Bea Kingston schreibt in ihrem Blog “Home Shopping Queen” mit spitzer Feder über die US-amerikanische Teleshoppingszene. Und zwar aus Sicht eines Fans, ja eines regelrechten Homeshopping-Junkies.

In einem letzte Woche veröffentlichten Blogbeitrag legt sie sehr anschaulich dar, warum Teleshopping überhaupt so erfolgreich sein kann.

Aufhänger der Story: QVC-Moderatorin Jill Bauer gab vor einigen Wochen bekannt, dass sie schwanger sei. Ein wahrer Ansturm von Gratulationsanrufen on und off air waren die Folge. Jetzt erlitt sie eine Fehlgeburt. Und auch das gab Bauer zu Beginn einer ihrer Shows bekannt.

Bea Kingston schreibt dazu:

hsq_jill3

Jill Bauer gehört zu den erfolgreichsten Verkäufern bei QVC.

Warum das so ist, lässt sich an obigem Textauszug leicht erkennen. Bauer spult in ihren Sendungen nicht irgendwelche vorgebenen Verkaufsargumente ab. Sie verkauft die Produkte mit echter Überzeugung und lässt dabei ihre Zuschauer (ihre Kunden) an ihrem Privatleben teilhaben. Jill Bauer ist echt.

Teleshopping funktioniert also dann besonders gut, wenn Produkt und Verkäufer stimmen.

“Buy it from a friend” heißt die Zauberformel.

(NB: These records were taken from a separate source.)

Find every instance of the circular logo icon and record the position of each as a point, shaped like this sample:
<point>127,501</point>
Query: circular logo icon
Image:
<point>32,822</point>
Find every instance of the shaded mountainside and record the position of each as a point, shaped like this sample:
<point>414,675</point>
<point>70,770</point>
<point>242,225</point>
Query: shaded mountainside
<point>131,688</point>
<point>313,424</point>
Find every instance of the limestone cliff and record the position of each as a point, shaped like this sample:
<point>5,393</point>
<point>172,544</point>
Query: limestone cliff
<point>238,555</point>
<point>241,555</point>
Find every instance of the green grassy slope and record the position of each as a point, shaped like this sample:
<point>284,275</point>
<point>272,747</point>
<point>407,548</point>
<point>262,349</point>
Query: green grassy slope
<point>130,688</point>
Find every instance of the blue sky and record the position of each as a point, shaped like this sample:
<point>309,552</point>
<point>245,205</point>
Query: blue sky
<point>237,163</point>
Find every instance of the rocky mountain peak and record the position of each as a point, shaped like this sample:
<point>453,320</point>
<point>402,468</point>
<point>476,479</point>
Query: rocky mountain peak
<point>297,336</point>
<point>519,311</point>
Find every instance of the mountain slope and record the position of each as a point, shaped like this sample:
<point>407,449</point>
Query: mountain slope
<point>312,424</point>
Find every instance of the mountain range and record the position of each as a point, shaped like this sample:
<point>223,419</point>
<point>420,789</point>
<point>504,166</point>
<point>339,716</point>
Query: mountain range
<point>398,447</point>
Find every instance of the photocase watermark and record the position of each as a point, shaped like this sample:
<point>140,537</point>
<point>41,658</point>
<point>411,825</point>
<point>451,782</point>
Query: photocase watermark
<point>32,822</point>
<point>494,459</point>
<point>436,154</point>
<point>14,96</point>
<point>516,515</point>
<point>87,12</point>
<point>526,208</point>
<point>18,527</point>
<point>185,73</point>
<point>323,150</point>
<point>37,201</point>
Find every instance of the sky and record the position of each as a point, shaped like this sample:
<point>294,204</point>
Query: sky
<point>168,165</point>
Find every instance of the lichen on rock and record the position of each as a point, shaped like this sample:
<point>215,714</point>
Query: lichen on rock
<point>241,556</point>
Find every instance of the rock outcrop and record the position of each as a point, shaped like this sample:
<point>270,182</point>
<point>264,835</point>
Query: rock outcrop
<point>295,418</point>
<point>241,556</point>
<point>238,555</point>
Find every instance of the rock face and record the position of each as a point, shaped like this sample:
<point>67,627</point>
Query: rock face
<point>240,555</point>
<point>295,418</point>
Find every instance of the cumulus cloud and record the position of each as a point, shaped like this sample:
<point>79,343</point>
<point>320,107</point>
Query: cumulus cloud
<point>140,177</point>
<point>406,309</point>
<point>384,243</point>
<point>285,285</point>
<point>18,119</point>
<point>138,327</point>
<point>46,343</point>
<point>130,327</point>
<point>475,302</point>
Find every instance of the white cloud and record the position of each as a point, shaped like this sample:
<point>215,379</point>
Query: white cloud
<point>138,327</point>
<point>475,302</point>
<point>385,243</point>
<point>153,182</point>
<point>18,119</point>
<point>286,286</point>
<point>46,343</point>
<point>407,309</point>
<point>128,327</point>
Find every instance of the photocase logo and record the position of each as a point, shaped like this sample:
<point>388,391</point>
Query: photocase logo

Wer also erfolgreich Teleshopping machen will, braucht demnach nicht nur gute Produkte. Es gilt Verkäufer (Moderatoren) zu finden, die von der Zielgruppe als “Freundin” oder “guter Nachbar” akzeptiert werden.

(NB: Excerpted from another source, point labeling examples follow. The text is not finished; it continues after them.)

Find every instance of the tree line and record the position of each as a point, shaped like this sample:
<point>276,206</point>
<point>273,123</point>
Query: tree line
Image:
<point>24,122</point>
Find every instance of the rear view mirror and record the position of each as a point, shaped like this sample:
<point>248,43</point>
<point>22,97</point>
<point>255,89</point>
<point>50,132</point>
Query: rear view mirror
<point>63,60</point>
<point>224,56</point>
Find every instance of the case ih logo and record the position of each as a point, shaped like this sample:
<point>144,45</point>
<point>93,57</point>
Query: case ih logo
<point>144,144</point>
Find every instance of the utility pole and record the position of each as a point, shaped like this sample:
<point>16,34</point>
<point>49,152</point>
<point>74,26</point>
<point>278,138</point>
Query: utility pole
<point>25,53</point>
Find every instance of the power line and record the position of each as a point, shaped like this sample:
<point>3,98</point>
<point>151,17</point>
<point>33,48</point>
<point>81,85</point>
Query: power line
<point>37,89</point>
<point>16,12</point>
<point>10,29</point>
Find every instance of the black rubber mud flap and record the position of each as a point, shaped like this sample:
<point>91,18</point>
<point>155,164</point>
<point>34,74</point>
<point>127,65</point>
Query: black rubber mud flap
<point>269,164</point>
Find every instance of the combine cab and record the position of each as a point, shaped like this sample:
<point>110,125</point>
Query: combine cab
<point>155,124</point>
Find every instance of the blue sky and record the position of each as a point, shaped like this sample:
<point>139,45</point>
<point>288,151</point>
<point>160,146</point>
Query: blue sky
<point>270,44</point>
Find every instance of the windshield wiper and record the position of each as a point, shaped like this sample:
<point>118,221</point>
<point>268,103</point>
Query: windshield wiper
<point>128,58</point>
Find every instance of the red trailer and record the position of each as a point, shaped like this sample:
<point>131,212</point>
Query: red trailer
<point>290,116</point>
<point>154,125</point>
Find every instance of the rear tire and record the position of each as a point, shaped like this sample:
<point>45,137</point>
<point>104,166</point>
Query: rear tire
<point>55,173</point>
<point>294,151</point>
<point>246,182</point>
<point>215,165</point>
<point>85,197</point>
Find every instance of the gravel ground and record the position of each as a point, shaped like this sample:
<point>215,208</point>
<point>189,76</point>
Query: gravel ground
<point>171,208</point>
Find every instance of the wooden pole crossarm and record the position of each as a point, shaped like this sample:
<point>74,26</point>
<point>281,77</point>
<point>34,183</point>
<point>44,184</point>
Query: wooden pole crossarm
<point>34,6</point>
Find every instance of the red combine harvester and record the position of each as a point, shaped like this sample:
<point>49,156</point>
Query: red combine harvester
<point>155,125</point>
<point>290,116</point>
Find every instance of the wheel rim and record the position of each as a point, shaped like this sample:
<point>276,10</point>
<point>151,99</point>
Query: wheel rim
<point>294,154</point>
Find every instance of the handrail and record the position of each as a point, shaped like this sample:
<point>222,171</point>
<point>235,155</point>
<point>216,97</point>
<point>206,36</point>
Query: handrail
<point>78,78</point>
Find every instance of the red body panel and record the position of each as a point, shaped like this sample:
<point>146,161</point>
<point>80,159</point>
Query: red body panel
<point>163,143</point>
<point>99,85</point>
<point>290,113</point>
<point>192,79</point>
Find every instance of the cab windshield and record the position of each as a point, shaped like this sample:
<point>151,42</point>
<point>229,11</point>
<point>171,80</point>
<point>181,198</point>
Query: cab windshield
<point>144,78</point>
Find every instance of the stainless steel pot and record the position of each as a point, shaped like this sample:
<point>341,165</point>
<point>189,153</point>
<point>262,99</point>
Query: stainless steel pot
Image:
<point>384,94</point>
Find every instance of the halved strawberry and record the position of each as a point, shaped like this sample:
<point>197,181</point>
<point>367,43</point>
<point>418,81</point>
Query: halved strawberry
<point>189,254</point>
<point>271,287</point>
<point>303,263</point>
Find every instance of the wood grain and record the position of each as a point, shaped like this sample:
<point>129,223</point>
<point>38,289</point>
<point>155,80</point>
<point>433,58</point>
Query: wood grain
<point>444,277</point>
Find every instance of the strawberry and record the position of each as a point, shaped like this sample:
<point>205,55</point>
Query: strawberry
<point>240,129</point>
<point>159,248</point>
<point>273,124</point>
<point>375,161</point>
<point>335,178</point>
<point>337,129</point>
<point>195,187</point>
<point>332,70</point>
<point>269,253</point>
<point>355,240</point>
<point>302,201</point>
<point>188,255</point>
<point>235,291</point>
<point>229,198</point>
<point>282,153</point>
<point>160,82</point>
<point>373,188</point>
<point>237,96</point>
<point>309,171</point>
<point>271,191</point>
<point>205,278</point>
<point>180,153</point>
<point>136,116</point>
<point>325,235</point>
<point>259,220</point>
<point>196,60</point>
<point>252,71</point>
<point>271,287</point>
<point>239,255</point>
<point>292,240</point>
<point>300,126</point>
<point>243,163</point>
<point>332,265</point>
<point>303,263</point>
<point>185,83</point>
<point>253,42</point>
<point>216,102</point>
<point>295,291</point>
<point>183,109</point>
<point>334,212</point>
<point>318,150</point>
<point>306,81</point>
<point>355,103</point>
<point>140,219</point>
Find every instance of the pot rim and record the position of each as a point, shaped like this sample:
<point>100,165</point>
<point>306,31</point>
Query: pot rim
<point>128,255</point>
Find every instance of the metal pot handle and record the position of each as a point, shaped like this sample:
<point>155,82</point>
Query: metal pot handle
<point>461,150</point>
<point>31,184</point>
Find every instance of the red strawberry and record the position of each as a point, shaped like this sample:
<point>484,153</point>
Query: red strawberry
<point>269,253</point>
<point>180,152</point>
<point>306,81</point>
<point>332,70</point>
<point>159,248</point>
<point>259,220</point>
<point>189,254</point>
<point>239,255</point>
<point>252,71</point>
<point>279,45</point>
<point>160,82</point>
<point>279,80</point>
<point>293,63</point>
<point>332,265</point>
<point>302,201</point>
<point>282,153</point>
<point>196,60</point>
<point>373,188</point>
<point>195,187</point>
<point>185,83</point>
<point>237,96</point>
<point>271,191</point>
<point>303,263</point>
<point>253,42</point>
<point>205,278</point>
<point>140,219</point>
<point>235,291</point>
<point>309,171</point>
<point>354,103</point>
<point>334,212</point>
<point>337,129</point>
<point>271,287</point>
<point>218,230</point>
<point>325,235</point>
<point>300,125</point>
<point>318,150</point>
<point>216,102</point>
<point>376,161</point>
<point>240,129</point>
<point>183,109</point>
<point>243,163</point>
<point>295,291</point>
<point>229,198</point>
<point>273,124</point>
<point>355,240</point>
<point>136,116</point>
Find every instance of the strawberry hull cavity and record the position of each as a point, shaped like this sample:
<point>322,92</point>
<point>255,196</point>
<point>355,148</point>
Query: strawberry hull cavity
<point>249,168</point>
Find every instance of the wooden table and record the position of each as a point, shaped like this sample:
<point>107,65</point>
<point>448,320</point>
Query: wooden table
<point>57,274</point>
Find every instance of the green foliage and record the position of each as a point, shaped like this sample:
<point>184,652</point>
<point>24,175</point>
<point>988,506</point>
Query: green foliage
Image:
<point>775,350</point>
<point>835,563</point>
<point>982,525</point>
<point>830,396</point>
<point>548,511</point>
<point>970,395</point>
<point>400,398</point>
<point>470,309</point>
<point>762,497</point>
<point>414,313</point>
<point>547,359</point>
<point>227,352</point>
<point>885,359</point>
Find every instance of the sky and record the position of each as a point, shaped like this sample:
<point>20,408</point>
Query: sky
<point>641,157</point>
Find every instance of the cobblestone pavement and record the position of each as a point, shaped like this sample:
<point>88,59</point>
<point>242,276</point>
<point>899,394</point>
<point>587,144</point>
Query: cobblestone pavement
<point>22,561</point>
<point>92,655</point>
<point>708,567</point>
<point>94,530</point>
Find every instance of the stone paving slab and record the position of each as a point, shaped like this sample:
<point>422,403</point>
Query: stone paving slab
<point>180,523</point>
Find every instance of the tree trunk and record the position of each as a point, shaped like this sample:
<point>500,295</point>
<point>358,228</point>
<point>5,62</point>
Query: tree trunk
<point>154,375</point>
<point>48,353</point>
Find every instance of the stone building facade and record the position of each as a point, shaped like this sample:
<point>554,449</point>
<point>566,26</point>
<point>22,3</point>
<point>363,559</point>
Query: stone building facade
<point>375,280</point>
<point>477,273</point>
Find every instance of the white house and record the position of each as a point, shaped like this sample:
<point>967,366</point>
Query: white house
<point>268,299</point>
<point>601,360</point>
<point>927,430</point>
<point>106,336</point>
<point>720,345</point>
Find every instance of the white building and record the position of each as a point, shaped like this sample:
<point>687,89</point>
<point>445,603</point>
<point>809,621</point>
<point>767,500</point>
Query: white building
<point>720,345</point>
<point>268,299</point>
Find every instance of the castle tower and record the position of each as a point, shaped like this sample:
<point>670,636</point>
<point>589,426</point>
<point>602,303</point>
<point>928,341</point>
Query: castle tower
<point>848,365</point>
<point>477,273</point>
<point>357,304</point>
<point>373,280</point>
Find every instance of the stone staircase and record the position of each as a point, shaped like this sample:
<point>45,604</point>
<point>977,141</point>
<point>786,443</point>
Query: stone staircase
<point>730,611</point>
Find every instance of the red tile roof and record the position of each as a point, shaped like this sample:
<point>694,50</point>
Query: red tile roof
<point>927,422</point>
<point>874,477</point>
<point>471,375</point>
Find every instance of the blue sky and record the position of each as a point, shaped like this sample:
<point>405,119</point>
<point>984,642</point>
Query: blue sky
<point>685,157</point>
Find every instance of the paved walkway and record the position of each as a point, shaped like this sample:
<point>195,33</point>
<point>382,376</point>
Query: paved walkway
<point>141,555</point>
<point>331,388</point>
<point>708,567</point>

Die beiden “Großen” QVC und HSE24 machen es vor. Die besten Verkäufer sind schon etliche Jahre bei den Sendern. Sie sind mehr als Moderatoren, sie sind Persönlichkeiten. Und werden von einem Teil der Kunden regelrecht als Familienmitglieder gesehen.

Ein gutes Beispiel ist Judith Williams bei HSE24, die die Zuschauer an ihrer Schwangerschaft teilhaben ließ und sogar ihre Mutter mit ins Fernsehen brachte (“Schmuck für Generationnen”).

Ein neuer, junger Sender (Channel21 oder der “neue” alte Schmuckkanal) sollte also ebenso viel Zeit und Energie in den Aufbau seiner Moderatorenmannschaft stecken wie in den Aufbau seines Produktsortiments.